R: La fama è una bestia molto pericolosa. Ti fa sentire superiore, quando non lo sei affatto. Credo di essere caduta anch’io nella trappola per un breve periodo di tempo. Ricordo un dopo concerto a Catania: firmavo decine e decine di autografi, facevo foto con il pubblico che spingeva per avermi, e accanto a me c’erano Ferretti e Battiato. Mi sentivo onnipotente… Ma come ti dicevo, il periodo è stato breve…

Giorgio, nel tuo caso invece il passato porta l’apprezzato marchio dei Templebeat. Esperienza che certo è da definire significativa, e che ti pregherei di sunteggiare a beneficio dei nostri lettori.
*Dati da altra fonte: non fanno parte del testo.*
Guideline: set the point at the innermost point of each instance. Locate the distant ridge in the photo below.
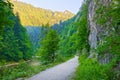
(33, 16)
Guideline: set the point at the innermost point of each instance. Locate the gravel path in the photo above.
(62, 71)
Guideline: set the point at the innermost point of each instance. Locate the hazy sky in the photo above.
(57, 5)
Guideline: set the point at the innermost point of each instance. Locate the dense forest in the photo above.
(93, 34)
(38, 16)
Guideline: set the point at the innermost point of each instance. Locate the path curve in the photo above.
(60, 72)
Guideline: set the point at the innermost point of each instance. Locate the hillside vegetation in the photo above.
(32, 16)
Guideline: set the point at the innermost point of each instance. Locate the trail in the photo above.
(62, 71)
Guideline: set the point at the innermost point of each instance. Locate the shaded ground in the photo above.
(63, 71)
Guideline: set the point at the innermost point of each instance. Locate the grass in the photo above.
(26, 70)
(90, 69)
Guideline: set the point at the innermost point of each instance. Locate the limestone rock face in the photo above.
(97, 32)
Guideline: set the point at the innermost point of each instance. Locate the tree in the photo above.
(49, 46)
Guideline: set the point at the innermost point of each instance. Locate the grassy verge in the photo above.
(25, 70)
(90, 69)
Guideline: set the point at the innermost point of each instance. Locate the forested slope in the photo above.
(32, 16)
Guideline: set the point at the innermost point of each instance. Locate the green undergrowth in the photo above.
(26, 70)
(90, 69)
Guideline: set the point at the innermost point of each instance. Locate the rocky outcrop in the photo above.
(97, 32)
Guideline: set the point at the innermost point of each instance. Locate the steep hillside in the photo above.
(32, 16)
(99, 26)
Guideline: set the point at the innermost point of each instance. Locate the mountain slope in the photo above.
(32, 16)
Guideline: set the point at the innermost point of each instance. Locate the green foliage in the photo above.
(5, 13)
(90, 69)
(49, 46)
(14, 41)
(38, 16)
(109, 18)
(82, 32)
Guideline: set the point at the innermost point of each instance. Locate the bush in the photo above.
(90, 69)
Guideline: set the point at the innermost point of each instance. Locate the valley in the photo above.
(41, 44)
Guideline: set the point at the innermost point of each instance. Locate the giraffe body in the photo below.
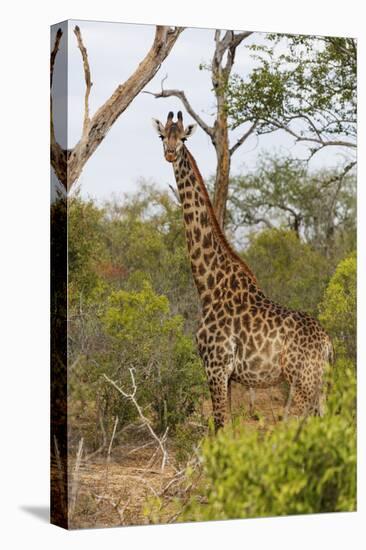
(242, 335)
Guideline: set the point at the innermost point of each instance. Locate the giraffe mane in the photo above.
(215, 224)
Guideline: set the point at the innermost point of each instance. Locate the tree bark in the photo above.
(68, 164)
(221, 67)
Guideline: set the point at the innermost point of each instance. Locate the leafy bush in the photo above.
(288, 270)
(145, 336)
(338, 309)
(296, 468)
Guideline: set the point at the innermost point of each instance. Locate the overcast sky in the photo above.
(132, 149)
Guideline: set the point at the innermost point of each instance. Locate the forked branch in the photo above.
(132, 397)
(68, 164)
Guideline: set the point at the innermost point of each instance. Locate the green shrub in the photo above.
(338, 309)
(288, 270)
(144, 335)
(295, 468)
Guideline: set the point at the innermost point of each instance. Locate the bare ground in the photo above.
(121, 492)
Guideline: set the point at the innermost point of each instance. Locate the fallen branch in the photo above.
(132, 397)
(75, 479)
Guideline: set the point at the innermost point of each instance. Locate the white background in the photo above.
(25, 274)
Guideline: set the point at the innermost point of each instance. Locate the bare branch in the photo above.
(132, 398)
(242, 139)
(68, 165)
(75, 479)
(54, 53)
(182, 96)
(238, 38)
(88, 81)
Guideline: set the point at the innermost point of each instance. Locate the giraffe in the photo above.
(242, 335)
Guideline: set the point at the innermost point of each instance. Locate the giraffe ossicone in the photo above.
(242, 336)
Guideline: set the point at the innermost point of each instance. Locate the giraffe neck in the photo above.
(210, 254)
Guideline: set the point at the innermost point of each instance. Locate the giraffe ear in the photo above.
(158, 126)
(190, 130)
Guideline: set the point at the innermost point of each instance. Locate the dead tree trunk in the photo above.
(221, 67)
(68, 164)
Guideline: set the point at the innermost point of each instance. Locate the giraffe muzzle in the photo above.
(171, 156)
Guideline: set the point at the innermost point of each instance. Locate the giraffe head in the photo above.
(173, 135)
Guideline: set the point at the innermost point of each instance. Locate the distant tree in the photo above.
(309, 90)
(318, 206)
(68, 164)
(288, 270)
(221, 66)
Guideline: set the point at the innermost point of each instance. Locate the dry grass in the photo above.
(117, 494)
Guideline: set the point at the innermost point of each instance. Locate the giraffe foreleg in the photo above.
(218, 384)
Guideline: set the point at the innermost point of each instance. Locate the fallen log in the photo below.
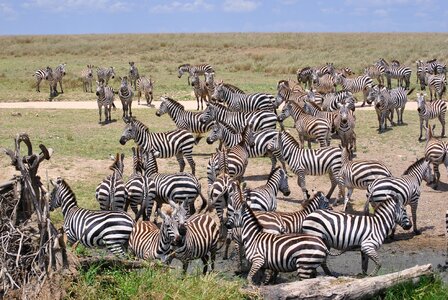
(343, 287)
G: I Templebeat sono stati la band più lontana possibile dalla cultura musicale italiana (concordo appieno: n.d.Had). Denigrati dai puristi e snobbati molto spesso dai media nazionali siamo stati accolti da una label in una città dove perfino il cielo è considerato arte. A Berlino infatti la Dynamica, dopo la Contempo Records, pubblicò i nostri primi lavori prodotti da Paolo “Pankow” Favati; un album, alcuni singoli, remix, svariate compilation, il tutto seguito da concerti per mezza Europa e ristampe negli States.

Ran poggia sul contrasto fra i suoni freddi dei synth ed una voce che a tratti pare levarsi verso l’immensità della volta celeste (“See saw” è emblematica al proposito). Ne scaturiscono mille ambientazioni cangianti, ove il contrasto tra penombra e luce, fra calore e frigidità appare come una naturale trasmutazione di sentimenti. E’ come scivolare su d’un tappeto intessuto di note.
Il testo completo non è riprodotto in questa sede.